Когда человек не в состоянии уплатить свои долги, закон этот лишает его свободы и кредита, для того чтобы его и без того бедственное положение сделалось еще тяжелее; когда же он лишен таким образом уже всех средств к жизни и даже возможности рассчитаться с долгами, сей справедливый распорядок позволяет ему обрести утешение в мысли о том, что вред, наносимый им своему кредитору, является для него наградою за страдания, что тот ему причинил, что потеря денег становится возмездием за беспощадную жестокость и что в то время, как он томится в тюрьме, листы книги, в которой записан его долг, истлевают — быстрее, чем его тело.
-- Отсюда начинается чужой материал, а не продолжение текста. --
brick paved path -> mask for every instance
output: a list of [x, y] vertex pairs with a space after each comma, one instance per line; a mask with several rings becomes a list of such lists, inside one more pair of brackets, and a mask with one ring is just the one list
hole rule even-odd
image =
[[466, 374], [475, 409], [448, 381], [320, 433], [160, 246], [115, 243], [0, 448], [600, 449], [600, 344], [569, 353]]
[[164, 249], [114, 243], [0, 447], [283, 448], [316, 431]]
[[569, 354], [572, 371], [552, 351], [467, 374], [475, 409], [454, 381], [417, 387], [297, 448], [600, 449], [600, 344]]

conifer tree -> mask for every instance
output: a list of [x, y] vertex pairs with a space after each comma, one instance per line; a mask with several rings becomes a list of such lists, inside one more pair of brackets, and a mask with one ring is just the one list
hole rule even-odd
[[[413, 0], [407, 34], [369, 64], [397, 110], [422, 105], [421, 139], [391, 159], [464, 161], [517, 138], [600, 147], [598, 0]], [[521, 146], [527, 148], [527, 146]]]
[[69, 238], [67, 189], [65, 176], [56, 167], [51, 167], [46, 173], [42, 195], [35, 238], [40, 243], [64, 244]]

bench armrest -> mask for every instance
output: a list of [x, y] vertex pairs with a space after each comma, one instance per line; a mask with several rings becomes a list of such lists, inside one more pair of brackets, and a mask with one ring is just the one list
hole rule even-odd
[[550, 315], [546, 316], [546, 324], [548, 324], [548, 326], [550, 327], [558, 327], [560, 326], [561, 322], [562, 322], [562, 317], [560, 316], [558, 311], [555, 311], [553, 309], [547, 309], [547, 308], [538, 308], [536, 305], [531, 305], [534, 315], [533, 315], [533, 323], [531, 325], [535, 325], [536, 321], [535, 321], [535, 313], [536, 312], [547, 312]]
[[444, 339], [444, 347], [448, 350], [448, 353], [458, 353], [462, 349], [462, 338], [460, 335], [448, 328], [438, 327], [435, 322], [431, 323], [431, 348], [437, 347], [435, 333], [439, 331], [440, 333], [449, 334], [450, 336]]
А вслед за тем ангел смерти одним всесокрушающим взмахом крыла стирает и нужду и долг и, восторжествовав, со зловещей усмешкой на устах изрекает приказ об освобождении должника и о снятии с него долга, подписанный рукою того, чье имя повергает в дрожь восседающих в своих креслах судей.
— Но ведь у них же есть религия, — сказала девушка, потрясенная этими страшными речами и вся дрожа, — у них же есть религия, та, что ты мне показывал, ведь она полна кротости и миролюбия, спокойствия и смирения, она не знает ни жестокости, ни пролития крови.